The paradigms for natural language processing (NLP) are rapidly evolving — from fully supervised learning to pretraining and fine-tuning and, more recently, pretraining with prompt prediction. The exciting progress and real-world applicability of NLP systems have motivated more AI researchers to explore innovations in this field.
In the new paper ReStructured Pre-training, a Carnegie Mellon University research team proposes reStructured Pre-training (RST), a novel NLP paradigm that pretrains models over valuable restructured data. The team’s RST-based QIN system scores 40 points higher than the student average on the Gaokao-English National College Entrance Examination and 15 points higher than GPT-3 with 1/16 of the parameters.

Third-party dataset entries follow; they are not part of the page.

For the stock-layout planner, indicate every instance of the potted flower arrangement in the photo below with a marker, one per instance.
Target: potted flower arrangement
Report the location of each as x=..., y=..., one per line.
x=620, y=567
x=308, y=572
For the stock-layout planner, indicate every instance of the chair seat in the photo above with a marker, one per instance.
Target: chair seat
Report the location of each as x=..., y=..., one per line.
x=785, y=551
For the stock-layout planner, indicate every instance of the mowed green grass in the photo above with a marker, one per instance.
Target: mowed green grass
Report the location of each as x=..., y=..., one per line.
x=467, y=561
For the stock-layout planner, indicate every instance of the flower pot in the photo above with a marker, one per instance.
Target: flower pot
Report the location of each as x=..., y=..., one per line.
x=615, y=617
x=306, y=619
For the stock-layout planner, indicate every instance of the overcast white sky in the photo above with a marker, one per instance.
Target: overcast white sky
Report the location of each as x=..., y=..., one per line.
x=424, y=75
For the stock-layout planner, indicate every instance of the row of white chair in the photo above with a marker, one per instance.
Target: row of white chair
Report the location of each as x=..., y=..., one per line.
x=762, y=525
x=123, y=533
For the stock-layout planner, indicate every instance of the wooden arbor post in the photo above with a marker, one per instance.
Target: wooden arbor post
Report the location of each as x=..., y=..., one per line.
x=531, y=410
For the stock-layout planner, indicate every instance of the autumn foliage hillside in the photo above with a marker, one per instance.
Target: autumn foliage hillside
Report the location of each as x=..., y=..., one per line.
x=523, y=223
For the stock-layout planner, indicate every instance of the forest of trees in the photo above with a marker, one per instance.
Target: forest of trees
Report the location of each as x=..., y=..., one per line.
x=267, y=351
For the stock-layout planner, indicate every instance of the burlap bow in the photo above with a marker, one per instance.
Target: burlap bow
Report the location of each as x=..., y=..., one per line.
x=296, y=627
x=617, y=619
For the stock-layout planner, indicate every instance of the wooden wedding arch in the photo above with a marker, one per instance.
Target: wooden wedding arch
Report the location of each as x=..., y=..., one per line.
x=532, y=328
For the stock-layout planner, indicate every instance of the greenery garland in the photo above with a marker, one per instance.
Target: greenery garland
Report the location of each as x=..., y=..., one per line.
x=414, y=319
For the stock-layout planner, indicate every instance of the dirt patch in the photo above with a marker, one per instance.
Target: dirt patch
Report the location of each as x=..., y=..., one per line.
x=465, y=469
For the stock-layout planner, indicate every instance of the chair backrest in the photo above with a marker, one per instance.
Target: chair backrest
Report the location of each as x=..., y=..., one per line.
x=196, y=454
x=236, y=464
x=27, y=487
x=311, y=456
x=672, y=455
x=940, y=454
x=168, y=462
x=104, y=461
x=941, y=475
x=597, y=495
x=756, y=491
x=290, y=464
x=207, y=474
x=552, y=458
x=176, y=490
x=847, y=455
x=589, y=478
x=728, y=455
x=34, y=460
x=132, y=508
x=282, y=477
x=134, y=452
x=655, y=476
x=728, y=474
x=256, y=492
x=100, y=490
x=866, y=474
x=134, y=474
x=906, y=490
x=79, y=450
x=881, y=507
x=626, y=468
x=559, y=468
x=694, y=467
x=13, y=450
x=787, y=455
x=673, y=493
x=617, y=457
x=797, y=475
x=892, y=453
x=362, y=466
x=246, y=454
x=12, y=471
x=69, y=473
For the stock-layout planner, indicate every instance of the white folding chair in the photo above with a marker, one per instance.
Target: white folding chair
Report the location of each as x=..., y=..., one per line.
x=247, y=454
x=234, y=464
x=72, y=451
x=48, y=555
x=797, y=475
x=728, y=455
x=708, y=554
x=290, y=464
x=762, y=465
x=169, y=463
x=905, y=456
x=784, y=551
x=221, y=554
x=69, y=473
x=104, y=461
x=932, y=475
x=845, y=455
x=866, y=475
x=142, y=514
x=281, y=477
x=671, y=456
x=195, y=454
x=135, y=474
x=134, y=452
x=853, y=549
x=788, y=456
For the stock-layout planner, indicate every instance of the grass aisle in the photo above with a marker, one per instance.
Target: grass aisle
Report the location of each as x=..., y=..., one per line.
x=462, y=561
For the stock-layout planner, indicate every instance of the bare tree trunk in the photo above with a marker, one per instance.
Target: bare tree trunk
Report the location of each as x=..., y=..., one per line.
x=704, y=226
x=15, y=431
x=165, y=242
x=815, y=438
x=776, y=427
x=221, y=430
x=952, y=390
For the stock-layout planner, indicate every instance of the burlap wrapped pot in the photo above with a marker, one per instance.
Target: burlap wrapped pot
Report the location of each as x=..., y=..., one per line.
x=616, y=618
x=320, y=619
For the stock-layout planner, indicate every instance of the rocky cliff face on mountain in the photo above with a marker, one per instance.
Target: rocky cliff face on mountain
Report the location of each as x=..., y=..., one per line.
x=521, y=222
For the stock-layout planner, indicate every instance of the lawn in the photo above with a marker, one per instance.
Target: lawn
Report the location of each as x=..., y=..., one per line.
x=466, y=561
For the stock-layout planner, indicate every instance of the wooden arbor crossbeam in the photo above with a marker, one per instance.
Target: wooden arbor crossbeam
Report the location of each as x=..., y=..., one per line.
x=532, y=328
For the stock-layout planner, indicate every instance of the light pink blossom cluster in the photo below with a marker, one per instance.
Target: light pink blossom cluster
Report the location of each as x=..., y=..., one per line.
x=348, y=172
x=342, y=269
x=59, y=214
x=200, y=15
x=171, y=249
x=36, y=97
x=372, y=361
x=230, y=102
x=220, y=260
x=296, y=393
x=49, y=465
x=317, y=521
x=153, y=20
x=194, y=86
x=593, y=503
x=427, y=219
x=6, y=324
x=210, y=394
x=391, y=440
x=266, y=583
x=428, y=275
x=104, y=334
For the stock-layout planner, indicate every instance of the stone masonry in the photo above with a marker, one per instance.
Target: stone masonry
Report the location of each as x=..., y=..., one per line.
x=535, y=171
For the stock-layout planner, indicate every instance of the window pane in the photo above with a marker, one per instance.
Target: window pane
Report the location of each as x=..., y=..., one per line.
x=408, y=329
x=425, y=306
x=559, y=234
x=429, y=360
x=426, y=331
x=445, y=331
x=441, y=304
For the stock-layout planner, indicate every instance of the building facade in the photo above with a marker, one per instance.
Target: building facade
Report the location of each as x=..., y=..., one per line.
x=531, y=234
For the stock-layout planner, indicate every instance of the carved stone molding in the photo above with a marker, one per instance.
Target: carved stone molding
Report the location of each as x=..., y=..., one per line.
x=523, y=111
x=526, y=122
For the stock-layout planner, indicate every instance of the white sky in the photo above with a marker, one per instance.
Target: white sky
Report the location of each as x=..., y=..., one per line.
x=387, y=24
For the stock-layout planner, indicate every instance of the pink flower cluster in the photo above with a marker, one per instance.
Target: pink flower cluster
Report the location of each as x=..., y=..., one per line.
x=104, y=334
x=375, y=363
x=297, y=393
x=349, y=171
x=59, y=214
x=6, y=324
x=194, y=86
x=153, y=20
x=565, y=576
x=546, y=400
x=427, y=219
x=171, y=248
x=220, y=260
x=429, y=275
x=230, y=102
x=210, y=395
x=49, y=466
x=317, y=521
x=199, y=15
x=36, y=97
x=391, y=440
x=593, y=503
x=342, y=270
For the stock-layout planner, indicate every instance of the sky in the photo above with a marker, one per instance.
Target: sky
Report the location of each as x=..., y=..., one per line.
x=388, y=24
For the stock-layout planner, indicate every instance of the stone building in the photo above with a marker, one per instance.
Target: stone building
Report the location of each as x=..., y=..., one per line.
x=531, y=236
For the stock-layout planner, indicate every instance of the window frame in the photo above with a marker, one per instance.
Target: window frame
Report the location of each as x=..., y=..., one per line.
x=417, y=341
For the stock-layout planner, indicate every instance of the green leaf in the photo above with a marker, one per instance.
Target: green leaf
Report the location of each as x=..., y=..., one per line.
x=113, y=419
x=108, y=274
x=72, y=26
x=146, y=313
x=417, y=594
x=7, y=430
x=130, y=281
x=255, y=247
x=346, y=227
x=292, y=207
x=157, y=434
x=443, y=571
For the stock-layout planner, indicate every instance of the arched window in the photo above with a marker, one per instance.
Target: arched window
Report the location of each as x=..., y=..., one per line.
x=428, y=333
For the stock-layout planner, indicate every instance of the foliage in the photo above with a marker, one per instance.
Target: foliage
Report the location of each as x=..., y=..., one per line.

The 111-page paper opens with a quote from scientist Clifford Stoll, “data is not information,” underscoring the authors’ assertion that pretraining over information, i.e., restructured data, will be more effective than simply pre-training on raw data. The team summarizes their study’s main contributions as:
- Evolution Hypothesis: This paper attempts to establish a “Hypothesis of NLP Technique Evolution” from a global perspective by exploring the internal connection between the development of modern NLP technology.
- New Paradigm: We propose a new paradigm for modelling NLP: reStructured Pre-training. This paradigm regards model pre-training/tuning as a data storing/accessing process and claims that a good storage mechanism should make expected data easily accessible.
- AI for Gaokao: We develop QIN, the first deep learning-based AI system for the Gaokao-English examination.
- Rich Resources: We release the Gaokao Benchmark to track how well we make progress towards human-level intelligence, and set up an interactive leaderboard using ExplainaBoard as a Gaokao Benchmark.
- Inspiring Evidence: The success of AI in English for the Gaokao Examination has provided us with much new thinking: AI technology can empower education and help solve a series of problems in education and teaching. The impressive performance on more than 50 datasets from varieties of NLP tasks shows the value of data-centric pre-training and inspires more future exploration.
Unlike current NLP paradigms that focus on model architecture/structure, the proposed RST seeks to optimize the utility of available data by having it cover as many types of signals as possible and offers a precise access mechanism for these signals based on the requirements of downstream tasks.
The RST method comprises three steps: restructure, pretrain, and fine-tune. Existing data signals in diverse formats are first restructured into a unified form for model pretraining, and a pretraining architecture is then selected and trained over this structured data. Finally, the model is further fine-tuned on restructured labelled data for improved performance.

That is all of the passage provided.